The approach found by Morel and the other researchers goes beyond just controlling symptoms. Lupus-afflicted mice that were treated continuously for one to three months closely resembled those that did not have the disease, Morel said. The drug metformin's effectiveness in restoring normal function in T-cells when studied in the laboratory also bodes well for its potential future application for treating patients with lupus.
"That suggests we can also use metabolic inhibitors to treat patients," Morel said. "It's the first time that it has been shown that you can have an effect on lupus symptoms and manifestation by normalizing cellular metabolism."
The study is also significant for its breakthrough in "drug repurposing," Morel said. Using an existing diabetes medication like metformin to treat lupus is relatively cost-effective and the drug is already known to be safe for humans. New treatments that use an existing medication can also go to clinical trials more quickly because there are fewer FDA regulatory hurdles.

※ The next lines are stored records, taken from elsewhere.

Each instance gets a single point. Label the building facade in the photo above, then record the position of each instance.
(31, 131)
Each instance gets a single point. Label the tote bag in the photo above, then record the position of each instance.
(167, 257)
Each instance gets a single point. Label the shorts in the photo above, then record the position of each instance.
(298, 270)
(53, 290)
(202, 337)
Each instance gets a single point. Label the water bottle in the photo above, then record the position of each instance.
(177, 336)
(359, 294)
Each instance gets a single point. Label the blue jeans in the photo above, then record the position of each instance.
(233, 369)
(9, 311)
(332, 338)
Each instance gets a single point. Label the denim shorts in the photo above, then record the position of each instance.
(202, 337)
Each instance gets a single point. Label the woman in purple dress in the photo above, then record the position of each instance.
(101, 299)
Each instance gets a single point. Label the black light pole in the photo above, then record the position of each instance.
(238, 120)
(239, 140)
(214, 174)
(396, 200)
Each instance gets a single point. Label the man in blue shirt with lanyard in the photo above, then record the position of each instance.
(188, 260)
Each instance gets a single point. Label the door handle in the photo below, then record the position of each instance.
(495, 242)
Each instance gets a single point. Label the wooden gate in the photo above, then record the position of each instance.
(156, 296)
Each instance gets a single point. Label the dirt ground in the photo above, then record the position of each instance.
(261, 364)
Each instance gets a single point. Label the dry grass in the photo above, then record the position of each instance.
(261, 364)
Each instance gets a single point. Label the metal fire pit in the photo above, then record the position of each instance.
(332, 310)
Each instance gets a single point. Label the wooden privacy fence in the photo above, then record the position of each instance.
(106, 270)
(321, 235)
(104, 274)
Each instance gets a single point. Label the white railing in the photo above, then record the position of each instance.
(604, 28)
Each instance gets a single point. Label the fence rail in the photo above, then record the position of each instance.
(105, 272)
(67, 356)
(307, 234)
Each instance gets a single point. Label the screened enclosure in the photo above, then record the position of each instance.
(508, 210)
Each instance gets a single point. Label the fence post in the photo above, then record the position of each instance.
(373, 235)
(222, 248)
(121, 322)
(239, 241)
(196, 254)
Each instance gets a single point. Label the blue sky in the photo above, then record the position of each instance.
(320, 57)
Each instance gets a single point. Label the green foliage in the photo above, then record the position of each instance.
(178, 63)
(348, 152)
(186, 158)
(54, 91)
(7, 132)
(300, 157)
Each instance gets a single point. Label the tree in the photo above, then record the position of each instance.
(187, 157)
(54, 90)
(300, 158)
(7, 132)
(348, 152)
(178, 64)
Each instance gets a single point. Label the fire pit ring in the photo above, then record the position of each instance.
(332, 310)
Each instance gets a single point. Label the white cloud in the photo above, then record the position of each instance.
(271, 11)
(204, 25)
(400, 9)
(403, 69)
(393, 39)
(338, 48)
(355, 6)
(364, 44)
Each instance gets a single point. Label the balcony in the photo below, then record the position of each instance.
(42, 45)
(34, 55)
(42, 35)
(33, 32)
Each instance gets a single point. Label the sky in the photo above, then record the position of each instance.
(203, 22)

Next, Morel said, researchers will continue their efforts in two directions. One involves screening additional inhibitors targeting other metabolic pathways as well as studying patients who have been treated with metabolic inhibitors. The other involves searching for a deeper understanding of the molecular pathways that make metformin work.
Among the other UF researchers who worked on the project are Eric S. Sobel, M.D., Ph.D, an associate professor of rheumatology and clinical immunology; Byron P. Croker, M.D., Ph.D, a professor of renal and surgical pathology and UF's primary renal pathologist; and Todd Brusko, Ph.D., an assistant professor in the UF Diabetes Institute from the department of pathology, immunology and laboratory medicine.
Their research was funded by grants from the National Institutes of Health and the Alliance for Lupus Research.